Negative exact match blocks only that exact query. “plumber salary” blocks only the search “plumber salary” — nothing else.
For most negative keywords, negative broad match is the right choice. It casts the widest net. Use phrase or exact match only when a broad negative might accidentally block legitimate searches.
Account-level vs. campaign-level negatives
Google Ads lets you apply negative keywords at the campaign level or through shared negative keyword lists across your entire account.
Account-level shared lists work best for universal negatives like DIY, jobs, and tools. Every campaign benefits from blocking these terms. Create a shared list called “Universal Negatives” and apply it to every campaign.
Campaign-level negatives work best for service-specific filtering. Your AC repair campaign might need “AC repair DIY” as a negative, but your general brand campaign doesn’t. Keep service-specific negatives at the campaign level where they’re relevant.
Common mistakes with negative keywords
Not having any. The most expensive mistake. If you’ve never added a negative keyword, you’re guaranteed to be wasting 15-25% of your budget right now.
Adding too aggressively. Blocking “repair” because some repair searches are DIY-related also blocks “emergency AC repair near me” — your best keyword. Be surgical. Block “AC repair DIY” and “AC repair tutorial,” not “repair” by itself.
Setting and forgetting. New irrelevant search terms appear constantly as Google broadens match types and search patterns change. A list that was current 6 months ago is missing dozens of new terms.

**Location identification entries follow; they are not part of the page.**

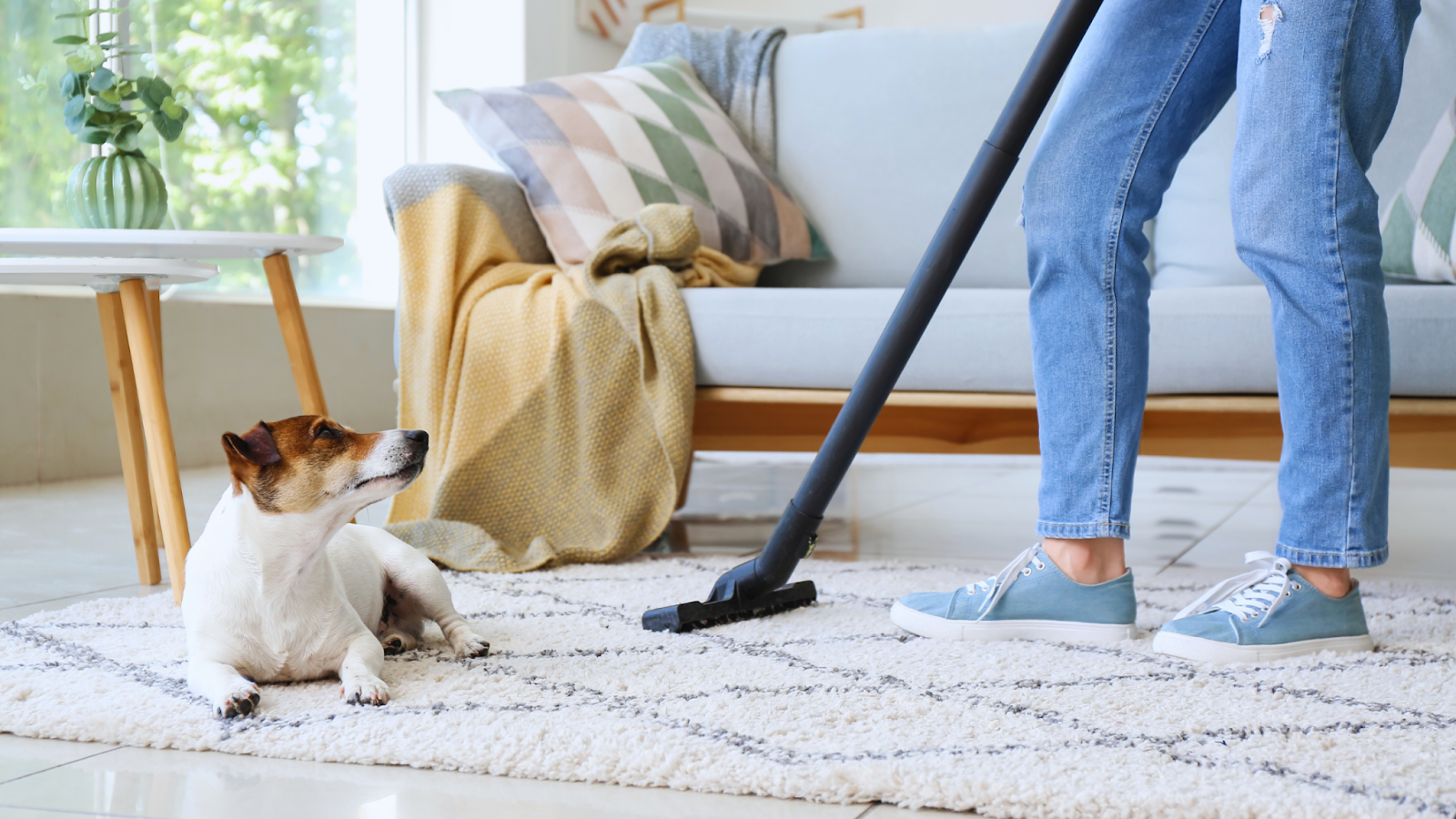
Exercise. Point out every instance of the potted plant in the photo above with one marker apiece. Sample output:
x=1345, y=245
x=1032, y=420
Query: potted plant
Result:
x=120, y=188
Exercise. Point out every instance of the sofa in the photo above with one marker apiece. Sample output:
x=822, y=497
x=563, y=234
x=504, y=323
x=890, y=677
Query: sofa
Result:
x=875, y=130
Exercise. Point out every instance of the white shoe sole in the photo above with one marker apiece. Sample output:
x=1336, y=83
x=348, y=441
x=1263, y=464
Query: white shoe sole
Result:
x=995, y=630
x=1203, y=651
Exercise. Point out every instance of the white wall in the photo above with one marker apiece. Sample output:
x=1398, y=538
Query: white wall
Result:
x=557, y=47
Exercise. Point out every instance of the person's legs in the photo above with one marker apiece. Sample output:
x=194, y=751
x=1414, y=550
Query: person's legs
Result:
x=1318, y=85
x=1142, y=89
x=1143, y=85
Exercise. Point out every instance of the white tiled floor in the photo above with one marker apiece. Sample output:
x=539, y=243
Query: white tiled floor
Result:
x=66, y=542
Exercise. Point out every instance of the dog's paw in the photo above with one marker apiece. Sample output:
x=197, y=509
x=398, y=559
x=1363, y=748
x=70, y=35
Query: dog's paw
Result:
x=397, y=642
x=238, y=704
x=470, y=644
x=364, y=691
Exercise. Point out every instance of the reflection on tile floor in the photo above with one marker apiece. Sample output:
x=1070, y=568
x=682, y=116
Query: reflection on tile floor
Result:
x=67, y=542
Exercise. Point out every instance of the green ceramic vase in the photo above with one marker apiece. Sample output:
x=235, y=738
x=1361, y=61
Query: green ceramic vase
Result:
x=116, y=191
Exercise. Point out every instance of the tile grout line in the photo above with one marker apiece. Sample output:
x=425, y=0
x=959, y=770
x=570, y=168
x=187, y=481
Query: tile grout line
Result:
x=76, y=595
x=1219, y=525
x=55, y=767
x=69, y=812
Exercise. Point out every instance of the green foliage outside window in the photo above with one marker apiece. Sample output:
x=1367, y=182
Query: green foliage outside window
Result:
x=269, y=143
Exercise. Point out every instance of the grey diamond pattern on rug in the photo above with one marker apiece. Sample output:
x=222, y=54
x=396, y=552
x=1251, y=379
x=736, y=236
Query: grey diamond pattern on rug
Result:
x=829, y=703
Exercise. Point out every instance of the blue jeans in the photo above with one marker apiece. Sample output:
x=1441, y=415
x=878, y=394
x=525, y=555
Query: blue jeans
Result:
x=1318, y=84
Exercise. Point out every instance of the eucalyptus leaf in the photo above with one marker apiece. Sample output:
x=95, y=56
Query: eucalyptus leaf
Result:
x=126, y=137
x=169, y=128
x=157, y=91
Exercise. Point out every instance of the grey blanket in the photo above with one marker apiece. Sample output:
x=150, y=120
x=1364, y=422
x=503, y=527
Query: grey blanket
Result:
x=735, y=67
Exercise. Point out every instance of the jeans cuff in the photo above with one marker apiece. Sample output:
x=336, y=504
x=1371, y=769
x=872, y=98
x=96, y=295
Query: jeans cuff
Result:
x=1081, y=531
x=1334, y=560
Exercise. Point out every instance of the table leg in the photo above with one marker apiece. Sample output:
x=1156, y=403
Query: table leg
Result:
x=157, y=424
x=155, y=314
x=295, y=334
x=130, y=438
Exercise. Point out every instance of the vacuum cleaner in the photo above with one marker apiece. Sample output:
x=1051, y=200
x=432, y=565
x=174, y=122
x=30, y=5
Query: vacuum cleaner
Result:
x=757, y=588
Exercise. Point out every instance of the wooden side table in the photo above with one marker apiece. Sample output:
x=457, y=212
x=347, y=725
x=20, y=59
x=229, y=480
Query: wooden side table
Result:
x=137, y=394
x=135, y=341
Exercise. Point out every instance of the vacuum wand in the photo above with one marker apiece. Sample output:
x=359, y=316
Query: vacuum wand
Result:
x=756, y=588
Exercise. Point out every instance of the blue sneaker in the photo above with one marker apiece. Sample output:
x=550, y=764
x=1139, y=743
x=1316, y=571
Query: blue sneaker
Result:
x=1263, y=615
x=1030, y=599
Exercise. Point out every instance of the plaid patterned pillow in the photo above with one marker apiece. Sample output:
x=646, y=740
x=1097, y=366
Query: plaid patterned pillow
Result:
x=594, y=149
x=1417, y=229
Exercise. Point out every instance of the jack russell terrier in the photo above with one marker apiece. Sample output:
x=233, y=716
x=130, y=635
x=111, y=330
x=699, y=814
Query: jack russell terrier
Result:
x=283, y=588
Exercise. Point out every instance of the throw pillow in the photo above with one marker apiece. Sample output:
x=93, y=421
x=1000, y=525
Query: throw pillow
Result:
x=1417, y=227
x=593, y=149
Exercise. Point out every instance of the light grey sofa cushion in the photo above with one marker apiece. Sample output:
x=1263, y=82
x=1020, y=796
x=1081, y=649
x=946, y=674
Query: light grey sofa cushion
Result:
x=875, y=131
x=1203, y=341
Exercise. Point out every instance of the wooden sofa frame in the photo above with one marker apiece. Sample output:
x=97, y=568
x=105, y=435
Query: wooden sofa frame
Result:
x=1423, y=430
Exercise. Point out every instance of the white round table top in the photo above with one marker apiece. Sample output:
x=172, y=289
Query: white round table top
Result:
x=159, y=244
x=102, y=274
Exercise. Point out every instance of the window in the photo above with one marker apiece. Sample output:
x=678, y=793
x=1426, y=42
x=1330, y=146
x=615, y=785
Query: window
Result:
x=269, y=145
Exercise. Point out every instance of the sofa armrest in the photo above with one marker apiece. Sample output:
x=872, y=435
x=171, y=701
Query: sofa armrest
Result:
x=500, y=191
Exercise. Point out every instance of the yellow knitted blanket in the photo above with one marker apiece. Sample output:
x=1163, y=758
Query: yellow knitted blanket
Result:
x=558, y=402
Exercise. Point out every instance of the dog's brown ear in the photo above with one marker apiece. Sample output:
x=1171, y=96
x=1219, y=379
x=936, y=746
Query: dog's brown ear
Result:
x=257, y=448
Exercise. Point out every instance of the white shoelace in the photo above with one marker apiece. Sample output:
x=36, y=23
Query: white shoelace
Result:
x=997, y=583
x=1252, y=593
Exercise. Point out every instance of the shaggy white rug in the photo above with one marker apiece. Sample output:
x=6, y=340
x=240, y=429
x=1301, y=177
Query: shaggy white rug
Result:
x=829, y=703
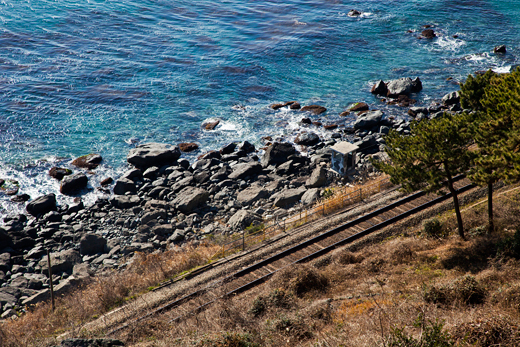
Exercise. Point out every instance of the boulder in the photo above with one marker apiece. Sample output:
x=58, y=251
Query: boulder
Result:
x=188, y=146
x=252, y=194
x=318, y=177
x=307, y=139
x=228, y=149
x=244, y=170
x=500, y=49
x=242, y=219
x=401, y=86
x=428, y=33
x=190, y=198
x=210, y=124
x=89, y=161
x=368, y=120
x=288, y=197
x=277, y=153
x=59, y=172
x=153, y=154
x=5, y=262
x=42, y=205
x=310, y=196
x=73, y=183
x=92, y=244
x=452, y=98
x=379, y=88
x=124, y=185
x=62, y=261
x=314, y=109
x=359, y=106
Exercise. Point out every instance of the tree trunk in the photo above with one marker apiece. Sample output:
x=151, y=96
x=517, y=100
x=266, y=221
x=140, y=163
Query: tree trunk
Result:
x=490, y=207
x=456, y=204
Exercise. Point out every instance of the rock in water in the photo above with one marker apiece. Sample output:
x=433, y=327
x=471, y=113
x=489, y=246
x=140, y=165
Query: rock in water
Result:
x=59, y=172
x=314, y=109
x=73, y=183
x=428, y=33
x=188, y=146
x=379, y=88
x=307, y=139
x=42, y=205
x=153, y=154
x=277, y=153
x=89, y=161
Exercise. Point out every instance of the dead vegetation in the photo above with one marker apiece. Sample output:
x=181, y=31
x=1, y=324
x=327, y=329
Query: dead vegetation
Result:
x=413, y=289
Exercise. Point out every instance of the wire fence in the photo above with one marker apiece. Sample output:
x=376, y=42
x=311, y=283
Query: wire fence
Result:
x=339, y=199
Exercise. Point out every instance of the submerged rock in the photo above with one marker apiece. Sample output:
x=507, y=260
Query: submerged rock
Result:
x=89, y=161
x=153, y=154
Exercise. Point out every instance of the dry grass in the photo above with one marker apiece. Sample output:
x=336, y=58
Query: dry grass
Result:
x=362, y=298
x=40, y=324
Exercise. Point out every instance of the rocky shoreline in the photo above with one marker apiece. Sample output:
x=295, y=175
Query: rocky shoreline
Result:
x=164, y=201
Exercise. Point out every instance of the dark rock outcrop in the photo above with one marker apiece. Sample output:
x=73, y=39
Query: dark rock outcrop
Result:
x=89, y=161
x=73, y=183
x=277, y=153
x=153, y=154
x=42, y=205
x=314, y=109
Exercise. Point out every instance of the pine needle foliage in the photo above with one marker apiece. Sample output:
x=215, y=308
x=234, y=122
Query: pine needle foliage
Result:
x=495, y=128
x=431, y=156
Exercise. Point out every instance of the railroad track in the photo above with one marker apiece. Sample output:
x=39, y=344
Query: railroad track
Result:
x=258, y=272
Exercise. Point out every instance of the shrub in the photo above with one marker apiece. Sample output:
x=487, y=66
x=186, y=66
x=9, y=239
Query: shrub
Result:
x=433, y=228
x=510, y=246
x=433, y=335
x=465, y=290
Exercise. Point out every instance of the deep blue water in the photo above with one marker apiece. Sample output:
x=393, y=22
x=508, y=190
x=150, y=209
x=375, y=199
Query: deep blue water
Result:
x=90, y=76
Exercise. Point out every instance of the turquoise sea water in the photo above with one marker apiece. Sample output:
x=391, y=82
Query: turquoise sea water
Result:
x=97, y=75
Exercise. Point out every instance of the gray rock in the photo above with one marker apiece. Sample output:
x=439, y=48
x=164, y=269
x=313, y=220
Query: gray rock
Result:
x=124, y=202
x=177, y=236
x=288, y=197
x=190, y=198
x=244, y=170
x=183, y=183
x=92, y=244
x=401, y=86
x=307, y=139
x=7, y=298
x=162, y=229
x=452, y=98
x=153, y=215
x=379, y=88
x=318, y=177
x=310, y=196
x=251, y=195
x=42, y=205
x=153, y=154
x=123, y=186
x=5, y=262
x=242, y=219
x=277, y=154
x=368, y=120
x=62, y=261
x=73, y=183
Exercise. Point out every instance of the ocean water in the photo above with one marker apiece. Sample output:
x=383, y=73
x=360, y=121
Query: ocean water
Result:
x=99, y=76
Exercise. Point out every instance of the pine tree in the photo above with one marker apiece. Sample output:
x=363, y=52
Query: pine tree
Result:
x=434, y=153
x=495, y=129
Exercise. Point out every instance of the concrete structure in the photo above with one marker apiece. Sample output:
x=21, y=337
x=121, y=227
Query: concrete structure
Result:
x=343, y=157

Ignoring the Search Terms report. Google doesn’t show you every search term — they hide a significant percentage under “other search terms.” But what they do show is enough to identify major waste categories. Check it regularly.
The budget impact
Consider a contractor spending $4,000/month with 22% of clicks going to irrelevant terms. That’s $880/month in wasted spend — $10,560 per year going to DIY searchers, job seekers, and tool shoppers.
Adding a comprehensive negative keyword list doesn’t reduce your lead volume. Those irrelevant clicks weren’t producing leads anyway. You keep the same number of leads and pocket the savings — or reinvest it into more of the keywords that actually convert.
A Redditor on r/PPC ran the numbers after 6 months of negative keyword optimization: his monthly spend stayed at $3,500, but his lead volume increased by 35% because Google’s algorithm could now focus budget on searches that actually converted. Removing waste didn’t just save money — it improved Google’s optimization signals.
For a full breakdown of Google Ads costs by trade, including how Quality Score interacts with negative keywords to drive down CPC, review the benchmarks. Understanding how marketing performance is measured ensures you’re tracking the right metrics as you optimize your negative keyword strategy.
Every dollar you stop wasting on irrelevant clicks is a dollar you can spend on a click that actually books a job.